Nur einer trägt in dieser Menge ein Gesicht zur Schau, als gäbe es viele Gründe, ihm zu kondolieren. Johannes Kram, der Mann, der Guildo Horn zwar nicht entdeckte, aber seit sieben Jahren den Job eines Horn-Managers innehat. Beide haben sich Anfang der neunziger Jahre in Trier kennengelernt. Guildo Horn war da schon ein Geheimtip in der pfälzischen Klubszene, eine sichere Bank für jedes Weinfest: deutscher Schlager im Rocksound, Deutschmucke als Spaßmacher und mit gefühligem Ernst zugleich. Auch in einer von den vier Kneipen Krams trat Horn auf – und der frühere Jugendfunktionär der Schülerunion muß geahnt haben, daß da einer ist, der Erfolg haben würde. Was Guildos Geheimnis ist, läßt Kram keine Sekunde offen: „Er ist nicht künstlich. Er ist so, wie er ist.“

Auch Kram kann nicht aus seiner Haut. Guildo Horn ist inzwischen der größte Star im deutschen Popgeschäft. Trotzdem tut der studierte Politikwissenschaftler immer noch so, als würden Horn und die „Orthopädischen Strümpfe“ von den Medien unterdrückt. Immer trägt er eine saure Miene zur Schau: „Ich kann nicht abschalten“, gibt er zu, auch jetzt nicht, als alle elektronischen Medien der Republik um den besten Kameraplatz am „Malt House“ kämpfen. „Ich tanze auf einem ganz hohen Seil“, sagt der Mann, der für Guildo Horn offensichtlich gerne den Terrier gibt, die gleiche Rolle, die in den siebziger Jahren im Fußball Katsche Schwarzenbeck für Franz Beckenbauer ausfüllt: alle Angreifer abschütteln, zur Not in die Waden beißend. Und doch meckert er: „Der NDR...“ Jeder zweite Satz klingt wie ein Vorwurf – vor allem an die Adresse jener deutschen TV-Station, die Horn zugleich emphatisch und seriös begleitete.

Beim NDR wußte man lange, daß man mit Horn in Birmingham auf der sicheren Quotenseite stehen würde, und hat den gebürtigen Horst Köhler zum Muß auch für die Kreise stilisiert, die gewöhnlich nicht in Weinzelte gehen.
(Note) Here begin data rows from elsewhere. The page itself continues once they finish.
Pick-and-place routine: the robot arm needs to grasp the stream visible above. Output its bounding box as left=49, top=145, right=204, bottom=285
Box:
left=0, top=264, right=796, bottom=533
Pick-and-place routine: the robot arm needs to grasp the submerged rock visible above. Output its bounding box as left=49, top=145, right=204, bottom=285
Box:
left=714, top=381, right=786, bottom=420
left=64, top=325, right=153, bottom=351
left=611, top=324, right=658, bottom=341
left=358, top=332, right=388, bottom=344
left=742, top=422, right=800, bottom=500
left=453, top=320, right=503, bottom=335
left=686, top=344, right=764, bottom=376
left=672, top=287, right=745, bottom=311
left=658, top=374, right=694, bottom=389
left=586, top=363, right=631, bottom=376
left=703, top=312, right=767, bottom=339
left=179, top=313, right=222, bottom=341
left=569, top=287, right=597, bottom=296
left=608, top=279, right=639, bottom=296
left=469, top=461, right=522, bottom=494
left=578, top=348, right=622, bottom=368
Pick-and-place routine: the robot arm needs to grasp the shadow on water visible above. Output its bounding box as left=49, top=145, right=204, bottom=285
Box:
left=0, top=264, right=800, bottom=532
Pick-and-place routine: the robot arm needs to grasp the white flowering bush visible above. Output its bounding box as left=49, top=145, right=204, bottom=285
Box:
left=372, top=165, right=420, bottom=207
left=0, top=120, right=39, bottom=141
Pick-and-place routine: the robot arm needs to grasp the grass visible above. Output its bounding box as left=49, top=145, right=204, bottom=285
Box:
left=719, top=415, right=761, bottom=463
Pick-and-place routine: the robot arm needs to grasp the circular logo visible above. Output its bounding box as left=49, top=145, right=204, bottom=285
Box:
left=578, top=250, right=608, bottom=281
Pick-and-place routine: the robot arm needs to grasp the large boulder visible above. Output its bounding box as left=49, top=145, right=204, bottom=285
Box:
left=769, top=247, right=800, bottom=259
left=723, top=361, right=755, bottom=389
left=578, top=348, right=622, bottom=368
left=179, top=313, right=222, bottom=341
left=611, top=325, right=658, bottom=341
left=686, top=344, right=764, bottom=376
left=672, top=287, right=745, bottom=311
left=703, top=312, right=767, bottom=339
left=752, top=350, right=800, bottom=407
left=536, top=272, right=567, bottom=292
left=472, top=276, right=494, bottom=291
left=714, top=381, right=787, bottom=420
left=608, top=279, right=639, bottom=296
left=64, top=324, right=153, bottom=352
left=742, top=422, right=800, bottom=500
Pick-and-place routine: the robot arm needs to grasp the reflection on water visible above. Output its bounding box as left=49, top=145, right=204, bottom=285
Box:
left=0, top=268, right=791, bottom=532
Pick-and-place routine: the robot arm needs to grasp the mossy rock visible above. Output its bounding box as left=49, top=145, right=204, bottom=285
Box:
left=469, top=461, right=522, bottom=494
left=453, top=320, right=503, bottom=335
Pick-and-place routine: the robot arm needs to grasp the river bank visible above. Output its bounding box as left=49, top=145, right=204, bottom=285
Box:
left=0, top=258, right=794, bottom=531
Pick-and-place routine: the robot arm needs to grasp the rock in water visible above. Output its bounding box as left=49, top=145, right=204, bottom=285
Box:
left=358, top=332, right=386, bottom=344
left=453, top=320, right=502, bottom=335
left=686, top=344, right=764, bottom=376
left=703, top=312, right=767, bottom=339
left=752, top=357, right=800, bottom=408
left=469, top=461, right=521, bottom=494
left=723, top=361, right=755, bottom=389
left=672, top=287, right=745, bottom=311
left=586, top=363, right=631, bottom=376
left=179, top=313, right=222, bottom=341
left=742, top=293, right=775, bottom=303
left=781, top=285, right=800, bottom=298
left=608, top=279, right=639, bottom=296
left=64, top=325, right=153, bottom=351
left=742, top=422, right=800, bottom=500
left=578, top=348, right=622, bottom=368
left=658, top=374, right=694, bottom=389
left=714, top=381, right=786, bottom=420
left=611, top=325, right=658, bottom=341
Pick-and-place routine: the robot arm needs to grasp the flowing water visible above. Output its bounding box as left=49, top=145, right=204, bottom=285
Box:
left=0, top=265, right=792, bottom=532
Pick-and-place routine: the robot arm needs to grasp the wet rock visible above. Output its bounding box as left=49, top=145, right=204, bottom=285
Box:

Johannes Kram reicht das nicht: „Uns fehlen noch Karten für die Party danach...“ Ja, das hohe Seil, auf dem zu tanzen nach dem Grand Prix d'Eurovision schwerer wird: Was wird Horn in zehn Jahren machen? Wird sein Stil zur Masche, mit der Geld gemacht werden kann und nur noch Geld?

Vorsorglich hat Kram seine Entourage aus dem Grand Hotel schon am Sonnabend nachmittag auschecken lassen. Bloß kein von deutschen Fans belagertes Hotel, keine Groupies im Foyer, kein „Nerv nach all dem Streß“. Nur Guildo Horn scheint die Woche in Birmingham auf seine Art genossen zu haben. Ging joggen, und niemand erkannte ihn. Kaufte ein, flog mal eben kurz zur „Johannes B. Kerner“-Show nach Hamburg. Merkte am Freitag an, daß er nun schon seit zwei Tagen kein Konzert mehr gegeben habe, „da hat man Phantomschmerzen“. Freut sich über „den türkischen Sänger, der echt nett ist“, beim Empfang der schwarzen Bürgermeisterin von Birmingham, Sibyll Smith. Mit beiden plauderte er, als wären es Nachbarn, mit denen man gut und gerne auskommen will. Ein Lehrstück in Unbefangenheit. Ärgerte sich ein bißchen über die umständlichen Sicherheitsmaßnahmen beim Grand Prix. Hoffte, „bald wieder zu Hause zu sein“.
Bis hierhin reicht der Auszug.